To make this possible the law needs to be changed, to let each decision be made by people who know the patient and the family well enough, understand the issues and have no vested interests. But who should that be? There are good reasons for believing it should be neither the medical staff nor the relatives. Who else is there?

This, as I see it, is the big sticking-point. Reliance on the law implies that we do not think anybody can be trusted to make the decision on someone else’s behalf, unless they are obliged to follow precise rules.

What, nobody? Is our society so atomised, so individualised, that in our hour of greatest need there is absolutely nobody we would trust to make an informed and compassionate decision about the end of our life?

For some, there really is nobody. They are a minority. I can think of people I would happily nominate to make the decision for me if I reach that state, and you can probably do so too. I only wish the law would allow us to do so.

The problem is the other way round: nobody wants to be given that responsibility. We avoid thinking about death; and when it comes near, for ourselves or someone else, we are hopelessly unprepared. We do not know how to evaluate the situation, so we do not know what to do.
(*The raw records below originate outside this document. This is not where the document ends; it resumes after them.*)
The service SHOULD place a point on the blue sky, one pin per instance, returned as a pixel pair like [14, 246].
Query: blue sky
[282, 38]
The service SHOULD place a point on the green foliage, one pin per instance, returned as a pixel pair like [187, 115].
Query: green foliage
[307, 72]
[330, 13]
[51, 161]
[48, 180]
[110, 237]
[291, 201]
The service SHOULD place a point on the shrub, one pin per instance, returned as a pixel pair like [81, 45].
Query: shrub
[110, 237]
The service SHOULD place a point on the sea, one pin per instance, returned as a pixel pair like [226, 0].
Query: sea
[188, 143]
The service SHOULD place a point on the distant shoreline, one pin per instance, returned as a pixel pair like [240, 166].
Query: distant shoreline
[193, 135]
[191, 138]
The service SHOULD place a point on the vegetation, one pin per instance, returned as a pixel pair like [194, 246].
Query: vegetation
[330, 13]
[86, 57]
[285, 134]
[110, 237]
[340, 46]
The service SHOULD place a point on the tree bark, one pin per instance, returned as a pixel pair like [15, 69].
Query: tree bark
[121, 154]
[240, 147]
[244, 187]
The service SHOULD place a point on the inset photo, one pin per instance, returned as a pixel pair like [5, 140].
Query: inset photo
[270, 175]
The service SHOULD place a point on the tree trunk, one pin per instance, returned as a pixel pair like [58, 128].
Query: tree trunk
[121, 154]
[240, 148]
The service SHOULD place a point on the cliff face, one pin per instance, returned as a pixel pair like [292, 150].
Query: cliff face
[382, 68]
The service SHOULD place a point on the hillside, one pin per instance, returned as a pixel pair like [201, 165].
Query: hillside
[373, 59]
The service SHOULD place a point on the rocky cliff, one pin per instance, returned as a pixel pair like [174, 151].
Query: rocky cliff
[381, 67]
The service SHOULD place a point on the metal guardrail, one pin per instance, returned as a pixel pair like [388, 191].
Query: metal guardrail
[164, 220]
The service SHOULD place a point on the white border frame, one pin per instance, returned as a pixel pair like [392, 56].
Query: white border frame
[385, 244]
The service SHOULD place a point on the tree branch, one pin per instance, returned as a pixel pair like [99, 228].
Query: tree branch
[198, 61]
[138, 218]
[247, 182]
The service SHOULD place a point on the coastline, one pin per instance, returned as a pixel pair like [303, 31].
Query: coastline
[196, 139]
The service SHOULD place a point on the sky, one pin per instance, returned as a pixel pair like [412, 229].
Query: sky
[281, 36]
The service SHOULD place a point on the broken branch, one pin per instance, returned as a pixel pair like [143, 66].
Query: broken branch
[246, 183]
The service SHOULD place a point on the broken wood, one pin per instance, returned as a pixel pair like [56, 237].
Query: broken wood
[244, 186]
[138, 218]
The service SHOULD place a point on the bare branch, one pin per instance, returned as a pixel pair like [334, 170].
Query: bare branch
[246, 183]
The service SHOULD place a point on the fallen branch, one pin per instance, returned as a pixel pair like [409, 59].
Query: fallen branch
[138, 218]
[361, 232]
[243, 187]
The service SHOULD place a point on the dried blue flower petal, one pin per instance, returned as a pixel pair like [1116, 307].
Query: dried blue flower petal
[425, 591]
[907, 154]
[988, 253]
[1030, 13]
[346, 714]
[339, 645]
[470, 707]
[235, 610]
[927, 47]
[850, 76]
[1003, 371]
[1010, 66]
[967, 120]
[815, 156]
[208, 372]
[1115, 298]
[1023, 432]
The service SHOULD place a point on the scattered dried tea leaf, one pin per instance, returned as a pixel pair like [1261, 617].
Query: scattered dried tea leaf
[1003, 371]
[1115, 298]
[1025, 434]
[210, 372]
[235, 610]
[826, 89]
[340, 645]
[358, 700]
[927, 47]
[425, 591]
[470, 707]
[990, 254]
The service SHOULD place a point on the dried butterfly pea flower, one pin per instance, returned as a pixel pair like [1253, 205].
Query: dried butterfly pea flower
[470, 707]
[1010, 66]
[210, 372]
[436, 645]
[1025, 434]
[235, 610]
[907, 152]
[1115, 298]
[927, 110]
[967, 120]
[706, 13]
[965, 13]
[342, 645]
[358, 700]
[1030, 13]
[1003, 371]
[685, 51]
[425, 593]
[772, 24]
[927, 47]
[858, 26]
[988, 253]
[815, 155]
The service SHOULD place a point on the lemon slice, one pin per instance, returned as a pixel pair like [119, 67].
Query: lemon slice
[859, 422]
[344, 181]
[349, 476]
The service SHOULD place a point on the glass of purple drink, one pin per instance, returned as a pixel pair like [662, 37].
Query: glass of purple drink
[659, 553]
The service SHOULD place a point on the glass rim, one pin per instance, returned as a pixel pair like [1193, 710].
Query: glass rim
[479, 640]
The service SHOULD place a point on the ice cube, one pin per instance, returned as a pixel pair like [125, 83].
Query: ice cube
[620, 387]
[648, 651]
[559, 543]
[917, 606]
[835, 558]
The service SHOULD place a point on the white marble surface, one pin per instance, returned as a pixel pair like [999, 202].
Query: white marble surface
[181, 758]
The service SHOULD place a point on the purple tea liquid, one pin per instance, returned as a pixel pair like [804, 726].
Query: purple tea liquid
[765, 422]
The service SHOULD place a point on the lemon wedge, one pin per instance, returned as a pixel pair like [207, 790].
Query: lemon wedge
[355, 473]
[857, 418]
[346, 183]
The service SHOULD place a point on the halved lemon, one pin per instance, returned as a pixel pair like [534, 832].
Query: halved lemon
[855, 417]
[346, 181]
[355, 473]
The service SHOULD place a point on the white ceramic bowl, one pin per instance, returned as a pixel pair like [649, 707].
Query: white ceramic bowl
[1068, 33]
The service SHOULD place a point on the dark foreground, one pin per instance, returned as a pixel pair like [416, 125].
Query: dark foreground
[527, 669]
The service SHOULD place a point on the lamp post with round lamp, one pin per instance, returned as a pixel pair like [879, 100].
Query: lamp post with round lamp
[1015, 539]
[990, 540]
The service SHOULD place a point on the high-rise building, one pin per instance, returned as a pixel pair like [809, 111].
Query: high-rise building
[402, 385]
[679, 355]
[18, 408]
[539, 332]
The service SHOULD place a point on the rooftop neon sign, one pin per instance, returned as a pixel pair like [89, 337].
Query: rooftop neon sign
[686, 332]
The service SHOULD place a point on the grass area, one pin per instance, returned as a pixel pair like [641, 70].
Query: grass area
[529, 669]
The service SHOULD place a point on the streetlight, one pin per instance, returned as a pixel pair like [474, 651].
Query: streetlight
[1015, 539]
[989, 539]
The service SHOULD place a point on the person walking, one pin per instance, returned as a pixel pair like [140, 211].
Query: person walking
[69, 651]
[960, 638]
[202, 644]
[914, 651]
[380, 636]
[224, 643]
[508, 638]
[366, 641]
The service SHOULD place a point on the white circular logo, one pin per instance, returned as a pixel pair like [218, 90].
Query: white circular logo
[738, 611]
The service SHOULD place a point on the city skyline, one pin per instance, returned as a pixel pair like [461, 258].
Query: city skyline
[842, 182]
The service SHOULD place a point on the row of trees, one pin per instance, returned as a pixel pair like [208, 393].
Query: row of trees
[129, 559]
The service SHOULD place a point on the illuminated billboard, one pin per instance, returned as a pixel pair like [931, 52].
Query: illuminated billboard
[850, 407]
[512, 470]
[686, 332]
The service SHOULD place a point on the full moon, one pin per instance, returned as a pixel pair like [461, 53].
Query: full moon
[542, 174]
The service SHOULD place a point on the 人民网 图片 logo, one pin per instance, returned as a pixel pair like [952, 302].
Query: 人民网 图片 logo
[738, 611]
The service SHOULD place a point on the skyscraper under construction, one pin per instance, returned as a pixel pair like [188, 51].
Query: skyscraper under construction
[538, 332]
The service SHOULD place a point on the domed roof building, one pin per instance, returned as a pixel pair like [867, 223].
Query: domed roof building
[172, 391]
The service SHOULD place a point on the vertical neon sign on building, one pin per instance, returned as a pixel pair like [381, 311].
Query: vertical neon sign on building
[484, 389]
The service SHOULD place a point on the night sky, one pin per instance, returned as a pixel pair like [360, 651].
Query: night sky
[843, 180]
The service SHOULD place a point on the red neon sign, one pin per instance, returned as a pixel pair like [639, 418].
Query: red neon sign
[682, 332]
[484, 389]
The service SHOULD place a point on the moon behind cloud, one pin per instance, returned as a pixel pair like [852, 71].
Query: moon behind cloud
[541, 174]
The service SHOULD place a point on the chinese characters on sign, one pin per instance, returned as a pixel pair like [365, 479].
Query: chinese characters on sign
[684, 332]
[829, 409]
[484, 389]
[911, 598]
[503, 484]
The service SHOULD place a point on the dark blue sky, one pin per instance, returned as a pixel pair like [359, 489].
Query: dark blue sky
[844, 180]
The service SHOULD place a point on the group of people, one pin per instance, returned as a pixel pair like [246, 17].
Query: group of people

Death is spooky. A century ago it would have been a different matter. There were not so many ways to keep people alive then, but I think the main difference is that most people believed in life after death. Different people believed in different afterlives, but as long as death was a transition to something else, it was possible to talk about it. Now that the dominant narrative is that death is a complete end, nobody wants to talk about it. So nobody knows what to do when somebody is dying – except to try to keep them alive.

Yet these decisions often have to be made. I suspect that good decisions will be made more often if, instead of a one-size-fits-all law, we were given the right to nominate one or more people whom we trust to make the decision on our behalf. Legal safeguards would still no doubt be needed, but no system will be satisfactory if it does not allow for the fact that every case is unique. If you think this is a bad idea, please submit a comment and explain why.